Rosemann does a brilliant job of explaining the "crisis" provoked by the condemnation of various scholastic teachings by Bishop Etienne Tempier, the Bishop of Paris, in 1277. Tempier's condemnation was based less on the fact that anyone was actually teaching heresy, but on his concern that such a heresy might develop. The errors condemned in 1277 seem to be those teachings that sought to put philosophy on a higher plane than theology. The condemnation led directly to Nominalism, according to Rosemann, in that one of the earliest figures in the development of Nominalism - Duns Scotus - was deeply influenced by Henry of Ghent, who had been one of the members of the commission that drew up the list of errors that were condemned in 1277 by the Bishop of Paris. (p. 103.)

Rosemann's follows the development of Nominalism into its ever more abstract mode of thought. Nominalism was inspired by an effort to carve out an area of autonomy for theology by distinguishing between God's inscrutable absolute power - potentia absoluta - and God's power as exercised in a covenantal relationship with creation - potentia ordinate. (p. 137.) In contradistinction to Thomism, Nominalism taught that because all of creation was absolutely contingent on God's exercise of his absolute freedom, there was no "metaphysical structure" that could be traced back to the Creator and thus the created order was "best analyzed at the level of the existing individual." ( p. 138.) Over time, it appears that once God's freedom had been secured, theologians felt "authorized to unleash the tools of liberal arts without restraint." (p. 187.)

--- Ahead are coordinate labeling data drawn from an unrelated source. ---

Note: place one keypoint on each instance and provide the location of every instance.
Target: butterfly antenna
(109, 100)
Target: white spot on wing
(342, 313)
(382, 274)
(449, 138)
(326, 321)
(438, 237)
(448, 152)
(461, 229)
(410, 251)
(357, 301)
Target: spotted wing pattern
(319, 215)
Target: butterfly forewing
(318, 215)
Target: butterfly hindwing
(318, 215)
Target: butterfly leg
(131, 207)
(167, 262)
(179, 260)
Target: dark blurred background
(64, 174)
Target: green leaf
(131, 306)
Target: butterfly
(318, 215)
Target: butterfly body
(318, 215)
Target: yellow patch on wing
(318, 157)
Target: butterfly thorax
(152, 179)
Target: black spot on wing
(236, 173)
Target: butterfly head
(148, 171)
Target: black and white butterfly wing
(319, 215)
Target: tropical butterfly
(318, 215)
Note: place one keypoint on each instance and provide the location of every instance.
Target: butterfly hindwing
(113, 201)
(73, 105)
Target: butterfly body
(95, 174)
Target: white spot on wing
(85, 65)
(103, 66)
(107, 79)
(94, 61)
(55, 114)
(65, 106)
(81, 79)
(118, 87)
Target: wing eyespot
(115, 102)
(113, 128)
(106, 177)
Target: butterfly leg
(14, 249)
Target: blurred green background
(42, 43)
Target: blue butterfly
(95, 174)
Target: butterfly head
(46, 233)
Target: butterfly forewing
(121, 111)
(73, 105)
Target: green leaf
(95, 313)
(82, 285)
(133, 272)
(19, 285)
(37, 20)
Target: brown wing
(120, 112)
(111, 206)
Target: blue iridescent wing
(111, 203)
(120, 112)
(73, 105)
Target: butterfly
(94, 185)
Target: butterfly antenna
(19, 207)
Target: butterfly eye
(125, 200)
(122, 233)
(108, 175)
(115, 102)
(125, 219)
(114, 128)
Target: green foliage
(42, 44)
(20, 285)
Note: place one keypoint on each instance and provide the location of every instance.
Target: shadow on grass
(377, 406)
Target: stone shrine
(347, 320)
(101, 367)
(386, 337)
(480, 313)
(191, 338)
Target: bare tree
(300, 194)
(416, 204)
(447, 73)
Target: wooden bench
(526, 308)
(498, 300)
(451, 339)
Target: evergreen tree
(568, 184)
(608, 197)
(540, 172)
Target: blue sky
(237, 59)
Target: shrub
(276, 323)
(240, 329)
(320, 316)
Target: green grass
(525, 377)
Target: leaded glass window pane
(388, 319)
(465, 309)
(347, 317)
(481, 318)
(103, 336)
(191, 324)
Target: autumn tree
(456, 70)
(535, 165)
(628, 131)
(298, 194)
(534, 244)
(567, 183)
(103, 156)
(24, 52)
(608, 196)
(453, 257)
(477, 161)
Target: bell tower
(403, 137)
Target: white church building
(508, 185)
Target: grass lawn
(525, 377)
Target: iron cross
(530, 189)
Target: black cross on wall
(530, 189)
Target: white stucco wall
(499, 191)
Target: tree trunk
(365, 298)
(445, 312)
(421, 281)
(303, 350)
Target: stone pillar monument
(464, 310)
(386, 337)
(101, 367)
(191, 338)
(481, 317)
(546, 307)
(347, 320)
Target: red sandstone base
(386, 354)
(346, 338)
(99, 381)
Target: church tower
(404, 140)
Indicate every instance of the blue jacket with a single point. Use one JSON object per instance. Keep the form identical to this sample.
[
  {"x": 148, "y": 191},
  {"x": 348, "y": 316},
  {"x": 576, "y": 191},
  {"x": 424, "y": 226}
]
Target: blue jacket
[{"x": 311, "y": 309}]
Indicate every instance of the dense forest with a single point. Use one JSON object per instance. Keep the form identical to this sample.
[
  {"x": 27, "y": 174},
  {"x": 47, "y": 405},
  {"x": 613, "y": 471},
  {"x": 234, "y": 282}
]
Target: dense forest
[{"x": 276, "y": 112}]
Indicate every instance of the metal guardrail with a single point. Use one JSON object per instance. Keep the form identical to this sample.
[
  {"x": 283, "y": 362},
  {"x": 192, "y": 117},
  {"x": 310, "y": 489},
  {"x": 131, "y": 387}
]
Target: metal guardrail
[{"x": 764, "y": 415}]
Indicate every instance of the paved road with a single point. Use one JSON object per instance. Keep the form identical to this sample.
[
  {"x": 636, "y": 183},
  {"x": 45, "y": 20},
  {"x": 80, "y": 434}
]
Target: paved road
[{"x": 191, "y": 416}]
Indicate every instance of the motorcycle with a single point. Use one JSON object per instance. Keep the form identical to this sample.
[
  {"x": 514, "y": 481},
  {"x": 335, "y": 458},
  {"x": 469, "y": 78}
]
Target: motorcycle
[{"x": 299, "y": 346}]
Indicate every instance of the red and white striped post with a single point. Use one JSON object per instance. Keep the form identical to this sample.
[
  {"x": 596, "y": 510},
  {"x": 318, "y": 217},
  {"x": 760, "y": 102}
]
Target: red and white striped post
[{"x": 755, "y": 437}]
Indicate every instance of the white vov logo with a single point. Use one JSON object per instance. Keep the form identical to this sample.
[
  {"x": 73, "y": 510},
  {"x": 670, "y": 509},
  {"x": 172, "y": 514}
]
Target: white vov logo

A theme that runs through Rosemann's book is the movement from "signs" to signifiers." Rosemann writes, "If there obtains no necessary, metaphysical connection between the Creator and the creation - if the connection is historical, covenantal, and hence contingent - then creation needs to be analyzed in itself, without recourse to a foundation in the meta-realities such as God or universal, abstract natures that sustain it. For this reasons the nominalist project is no longer aimed at understanding the cosmos through the analysis of signs, but rather at understanding the signifiers that we employ in speaking about the world." (p. 188.)

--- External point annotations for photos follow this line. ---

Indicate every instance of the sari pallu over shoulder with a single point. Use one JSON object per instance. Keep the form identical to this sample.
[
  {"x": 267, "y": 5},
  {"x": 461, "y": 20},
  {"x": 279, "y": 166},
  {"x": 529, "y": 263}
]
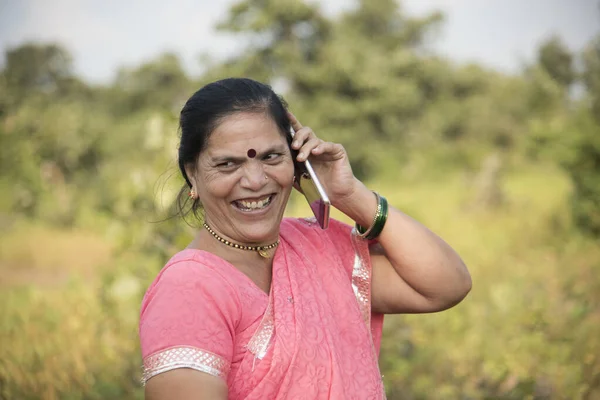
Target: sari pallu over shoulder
[
  {"x": 317, "y": 337},
  {"x": 324, "y": 343}
]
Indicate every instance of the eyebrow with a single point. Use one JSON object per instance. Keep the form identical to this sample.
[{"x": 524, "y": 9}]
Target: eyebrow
[{"x": 273, "y": 149}]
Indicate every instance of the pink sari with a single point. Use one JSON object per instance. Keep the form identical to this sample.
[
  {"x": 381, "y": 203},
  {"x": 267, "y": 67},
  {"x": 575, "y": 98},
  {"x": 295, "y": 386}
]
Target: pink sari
[{"x": 312, "y": 337}]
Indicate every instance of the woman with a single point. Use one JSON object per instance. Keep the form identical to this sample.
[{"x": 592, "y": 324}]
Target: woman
[{"x": 264, "y": 307}]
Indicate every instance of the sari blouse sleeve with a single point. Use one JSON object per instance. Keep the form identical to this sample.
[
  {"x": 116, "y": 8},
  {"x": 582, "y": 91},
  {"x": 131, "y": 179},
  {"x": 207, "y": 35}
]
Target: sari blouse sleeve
[{"x": 188, "y": 320}]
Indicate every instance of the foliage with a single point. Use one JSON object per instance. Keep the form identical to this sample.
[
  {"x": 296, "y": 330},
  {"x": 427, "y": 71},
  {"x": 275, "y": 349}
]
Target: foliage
[{"x": 505, "y": 167}]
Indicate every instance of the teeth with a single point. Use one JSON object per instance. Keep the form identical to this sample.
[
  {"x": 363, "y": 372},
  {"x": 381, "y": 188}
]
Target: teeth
[{"x": 253, "y": 205}]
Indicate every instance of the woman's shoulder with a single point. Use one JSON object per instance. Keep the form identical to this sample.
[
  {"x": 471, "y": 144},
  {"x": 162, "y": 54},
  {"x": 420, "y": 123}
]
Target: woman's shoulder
[
  {"x": 310, "y": 226},
  {"x": 193, "y": 271},
  {"x": 193, "y": 264}
]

Another theme of Rosemann's book is that the move from signs to signifiers as the basis for thinking about the world was accompanied by a decoupling of theology from piety. As theology moved from sacra pagina - the study of scripture - to scienta divina - the divine science - theology became less and less concerned with lived spirituality, such as moral theology (p. 47; Cf. Servais Pinckaer, Morality: The Catholic View), scripture (p. 76), spirituality (p. 108), and salvation and the nourishing of faith. (p. 128.) By the "long Fifteenth Century," the project of theology was looking for a return to its roots as some theologicans, including the "Ecstatic Doctor" - Denys the Carthusian - sought to restore a concern for the nourishing of faith to theology. Eventually, the separation of theology from spirituality had reached the point where Martin Luther could condemn "Aristotle, the stinking philosopher" (p. 182) and, eventually, after Rosemann's book closes, advocate a wholesale return to sources in a return to the Bible alone.

Rosemann's book is an excellent read. He manages to move the story along by a narrow focus on the Book of Sentences, and, yet, offer a panoramic view of the major shifts in thought and ideology that were associated with the treatment of the Sentences. Rosemann also provides a nice glossary of the scholastic terms of art used in the book.